What are all the SNPs that have been associated with this trait? What are all the predicted eQTLs for this gene? Does that transcription factor bind to my favorite region of the genome? These are examples of common questions researchers might have, but they’re never going to find the answer for their specific gene or trait or property X of interest from just reading the paper or even the supplementary material. If they’re lucky, the paper provides enough raw data that the answer is hiding in there somewhere after enough processing. But many times these answers are not easy to dig out of the raw data. And probably a lot of these answers had to be computed along the way. The end result is that a lot of time gets wasted by people munging through analyses that the authors of the paper already did.

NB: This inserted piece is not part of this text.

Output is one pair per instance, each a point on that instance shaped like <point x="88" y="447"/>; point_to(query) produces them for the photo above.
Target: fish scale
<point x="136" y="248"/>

To maximize the usefulness of data, users should be able to interact with it. Even the data that was used for intermediate results and didn’t get displayed. Ideally, papers generating large datasets would offer a tool, such as a web portal, making these results easily accessible and searchable by other scientists. If relevant, one nice option is to make data available as a track for the IGV or UCSC Genome Browser .
A lot of consortia are already doing this: many datasets can be accessed through the UCSC Genome Browser. Many are setting up portals (e.g. gEUVADIS, GTeX, and 1000 Genomes Project). Some individual labs/projects have set up similar portals, but for the majority of data used in publications this is not the case.
This is not trivial: who has time to program a web application, or money to hire someone to do it. Still, in the long run making the data not only available but also accessible will be a huge leap forward.
This all sounds great, but it’s far from the current reality. I cannot claim I have done all of the above, but I will work and am working hard to implement as much of these points as possible the next time around. It’s a long way to go before we get to a world where all results are maximally useful to other scientists. A lot of groups are pushing things in the right direction, but it will be a community effort and mentality shift to put more emphasis on reproducibility and transparency rather than just on the results themselves.